The Sysmex Group clarifies decision-making procedures and ensures efficient business operations based on organization regulations, scope of authority regulations, regulations concerning the management of affiliated companies, and others. In addition, the Group formulates mid-term plans and annual management plans, periodically confirms the progress made with those plans and takes any necessary measures.
- Assignment of Employees to Assist the Audit and Supervisory Committee
At Sysmex, the Internal Audit Office provides organizational assistance for the duties of the Audit and Supervisory Committee.
When employees at the Internal Audit Office assist the Audit and Supervisory Committee in its duties, they obey the Audit and Supervisory Committee’s orders and instructions.
To ensure the independence of members of the Managing Board (excluding members of the Managing Board who are Audit and Supervisory Committee members), personnel matters involving employees of the Internal Audit Office (including appointments, transfers and disciplinary actions) are discussed in advance with the Audit and Supervisory Committee.

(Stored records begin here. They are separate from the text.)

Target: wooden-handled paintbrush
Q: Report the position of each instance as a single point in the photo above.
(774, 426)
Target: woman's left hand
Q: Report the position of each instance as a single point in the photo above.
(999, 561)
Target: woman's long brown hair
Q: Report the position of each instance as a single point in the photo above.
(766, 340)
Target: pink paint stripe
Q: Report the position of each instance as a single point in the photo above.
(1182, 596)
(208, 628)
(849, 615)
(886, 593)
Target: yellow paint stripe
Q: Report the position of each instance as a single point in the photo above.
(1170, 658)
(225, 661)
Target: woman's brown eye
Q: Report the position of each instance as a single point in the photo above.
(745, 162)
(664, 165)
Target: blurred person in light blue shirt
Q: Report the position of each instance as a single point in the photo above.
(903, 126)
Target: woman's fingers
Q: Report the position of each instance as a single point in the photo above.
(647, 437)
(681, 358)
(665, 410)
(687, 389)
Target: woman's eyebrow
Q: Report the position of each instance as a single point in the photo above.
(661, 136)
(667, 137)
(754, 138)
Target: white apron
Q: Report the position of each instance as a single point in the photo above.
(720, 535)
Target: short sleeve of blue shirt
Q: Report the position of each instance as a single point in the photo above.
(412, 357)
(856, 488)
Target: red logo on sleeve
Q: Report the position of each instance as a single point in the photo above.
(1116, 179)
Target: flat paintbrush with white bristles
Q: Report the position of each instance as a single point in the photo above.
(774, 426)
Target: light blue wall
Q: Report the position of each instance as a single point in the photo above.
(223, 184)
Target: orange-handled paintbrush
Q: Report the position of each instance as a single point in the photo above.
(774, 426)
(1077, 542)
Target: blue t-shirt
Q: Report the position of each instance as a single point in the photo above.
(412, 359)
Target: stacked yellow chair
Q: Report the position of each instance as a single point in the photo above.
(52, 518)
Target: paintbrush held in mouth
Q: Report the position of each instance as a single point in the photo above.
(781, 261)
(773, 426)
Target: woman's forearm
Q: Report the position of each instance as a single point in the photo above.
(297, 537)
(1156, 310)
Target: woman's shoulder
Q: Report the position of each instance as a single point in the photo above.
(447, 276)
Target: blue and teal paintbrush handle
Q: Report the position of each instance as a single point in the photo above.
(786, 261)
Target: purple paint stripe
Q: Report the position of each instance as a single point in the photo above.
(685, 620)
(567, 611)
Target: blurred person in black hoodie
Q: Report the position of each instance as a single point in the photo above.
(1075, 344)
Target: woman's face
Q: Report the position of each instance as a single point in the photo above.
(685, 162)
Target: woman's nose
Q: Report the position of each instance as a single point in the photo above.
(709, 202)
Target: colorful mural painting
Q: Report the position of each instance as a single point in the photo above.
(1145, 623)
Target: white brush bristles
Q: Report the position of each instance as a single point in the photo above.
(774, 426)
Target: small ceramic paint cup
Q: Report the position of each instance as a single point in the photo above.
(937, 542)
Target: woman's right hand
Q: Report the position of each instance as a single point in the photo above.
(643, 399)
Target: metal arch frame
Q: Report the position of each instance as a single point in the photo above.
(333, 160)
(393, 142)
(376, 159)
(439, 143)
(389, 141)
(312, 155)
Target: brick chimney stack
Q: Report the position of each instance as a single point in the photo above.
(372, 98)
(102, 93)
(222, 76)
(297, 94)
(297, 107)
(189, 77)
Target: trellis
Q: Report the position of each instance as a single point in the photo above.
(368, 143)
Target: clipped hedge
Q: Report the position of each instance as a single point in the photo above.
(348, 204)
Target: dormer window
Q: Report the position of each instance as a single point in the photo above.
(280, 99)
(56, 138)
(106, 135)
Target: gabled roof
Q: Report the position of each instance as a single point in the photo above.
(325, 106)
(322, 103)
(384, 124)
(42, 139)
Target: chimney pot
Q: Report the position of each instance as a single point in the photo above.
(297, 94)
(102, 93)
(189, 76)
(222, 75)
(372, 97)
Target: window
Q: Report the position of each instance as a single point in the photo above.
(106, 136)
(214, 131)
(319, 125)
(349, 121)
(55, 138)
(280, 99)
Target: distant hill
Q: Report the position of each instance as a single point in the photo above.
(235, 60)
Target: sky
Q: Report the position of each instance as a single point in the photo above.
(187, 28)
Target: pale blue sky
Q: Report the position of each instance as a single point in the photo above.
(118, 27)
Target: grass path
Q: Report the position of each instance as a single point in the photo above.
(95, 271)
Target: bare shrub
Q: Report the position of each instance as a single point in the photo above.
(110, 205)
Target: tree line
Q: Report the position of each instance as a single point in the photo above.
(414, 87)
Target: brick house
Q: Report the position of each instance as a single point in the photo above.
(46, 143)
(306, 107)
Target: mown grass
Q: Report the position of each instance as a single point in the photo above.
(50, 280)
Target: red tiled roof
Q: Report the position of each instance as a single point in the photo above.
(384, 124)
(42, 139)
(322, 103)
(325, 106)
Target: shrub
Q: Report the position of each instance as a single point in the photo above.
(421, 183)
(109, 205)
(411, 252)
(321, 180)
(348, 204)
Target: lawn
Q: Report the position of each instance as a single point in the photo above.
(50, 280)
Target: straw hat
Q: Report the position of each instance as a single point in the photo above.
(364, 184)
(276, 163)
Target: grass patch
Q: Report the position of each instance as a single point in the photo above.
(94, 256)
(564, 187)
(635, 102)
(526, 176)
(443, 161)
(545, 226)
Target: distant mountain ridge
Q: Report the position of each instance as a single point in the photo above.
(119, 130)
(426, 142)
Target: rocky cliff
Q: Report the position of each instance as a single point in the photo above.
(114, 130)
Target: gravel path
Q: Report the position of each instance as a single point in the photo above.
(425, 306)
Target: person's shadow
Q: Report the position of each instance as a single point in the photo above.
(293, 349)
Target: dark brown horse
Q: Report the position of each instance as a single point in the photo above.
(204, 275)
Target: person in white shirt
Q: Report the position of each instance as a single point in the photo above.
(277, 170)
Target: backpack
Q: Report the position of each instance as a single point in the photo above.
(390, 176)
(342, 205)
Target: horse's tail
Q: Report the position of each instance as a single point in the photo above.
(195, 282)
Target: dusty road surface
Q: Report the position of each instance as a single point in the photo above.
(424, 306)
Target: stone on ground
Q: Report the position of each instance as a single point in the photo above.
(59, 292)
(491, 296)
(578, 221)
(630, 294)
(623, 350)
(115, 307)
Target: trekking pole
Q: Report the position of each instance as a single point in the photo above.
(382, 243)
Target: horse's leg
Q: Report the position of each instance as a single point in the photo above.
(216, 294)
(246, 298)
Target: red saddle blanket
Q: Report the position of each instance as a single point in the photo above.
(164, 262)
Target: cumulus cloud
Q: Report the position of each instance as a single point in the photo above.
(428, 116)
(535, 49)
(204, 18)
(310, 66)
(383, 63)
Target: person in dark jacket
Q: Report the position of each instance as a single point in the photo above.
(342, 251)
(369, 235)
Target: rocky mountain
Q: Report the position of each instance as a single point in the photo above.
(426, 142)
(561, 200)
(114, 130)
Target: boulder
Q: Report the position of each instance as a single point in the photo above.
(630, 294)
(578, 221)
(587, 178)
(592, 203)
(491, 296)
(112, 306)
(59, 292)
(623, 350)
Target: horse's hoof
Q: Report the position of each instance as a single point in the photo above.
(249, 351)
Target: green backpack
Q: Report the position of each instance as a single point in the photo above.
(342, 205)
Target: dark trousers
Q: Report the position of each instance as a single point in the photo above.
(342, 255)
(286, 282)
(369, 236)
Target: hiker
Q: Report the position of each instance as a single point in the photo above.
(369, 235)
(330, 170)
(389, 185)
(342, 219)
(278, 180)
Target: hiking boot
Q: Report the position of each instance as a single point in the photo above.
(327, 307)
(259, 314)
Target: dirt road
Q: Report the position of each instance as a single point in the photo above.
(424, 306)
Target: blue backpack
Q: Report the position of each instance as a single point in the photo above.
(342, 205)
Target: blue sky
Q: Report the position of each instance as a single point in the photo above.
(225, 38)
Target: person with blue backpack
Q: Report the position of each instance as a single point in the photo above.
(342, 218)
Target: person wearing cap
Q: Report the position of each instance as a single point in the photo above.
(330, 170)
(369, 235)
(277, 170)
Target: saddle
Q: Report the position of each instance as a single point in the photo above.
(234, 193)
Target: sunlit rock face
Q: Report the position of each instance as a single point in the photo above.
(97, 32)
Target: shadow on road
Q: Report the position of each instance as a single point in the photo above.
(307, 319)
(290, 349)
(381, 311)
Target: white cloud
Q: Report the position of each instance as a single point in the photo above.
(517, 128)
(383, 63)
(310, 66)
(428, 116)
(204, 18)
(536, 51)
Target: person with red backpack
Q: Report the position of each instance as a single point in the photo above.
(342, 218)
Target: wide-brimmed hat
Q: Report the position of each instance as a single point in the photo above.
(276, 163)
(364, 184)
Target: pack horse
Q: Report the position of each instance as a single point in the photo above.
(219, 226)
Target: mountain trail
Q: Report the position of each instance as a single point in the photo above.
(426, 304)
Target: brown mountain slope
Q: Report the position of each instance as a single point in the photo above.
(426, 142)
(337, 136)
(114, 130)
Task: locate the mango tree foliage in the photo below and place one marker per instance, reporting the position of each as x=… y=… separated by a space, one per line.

- Policy on Handling Audit Expenses
Sysmex has in place a budget corresponding to the annual audit plan in order to defray the expenses required for the execution of duties by the Audit and Supervisory Committee.
Procedures are handled appropriately in the event additional expenses are required for the execution of duties by the Audit and Supervisory Committee.
- Systems Related to Reporting to the Audit and Supervisory Committee and Other Systems for Ensuring Effective and Efficient Auditing by the Audit and Supervisory Committee
If a member of the Managing Board or employee of the Group discovers a violation of the law or the Articles of Incorporation or a material fact that poses risk of causing significant damage to the Sysmex Group, that fact is promptly reported to the Audit and Supervisory Committee according to the prescribed regulations and procedures. Members of the Audit and Supervisory Committee also attend Managing Board, Steering Committee and other important meetings, read important documents such as approval requests, and request explanations from members of the Managing Board and employees of the Sysmex Group as necessary.
Sysmex prohibits dismissal or any other disadvantageous treatment to members of the Managing Board and employees of the Sysmex Group who report information as outlined above.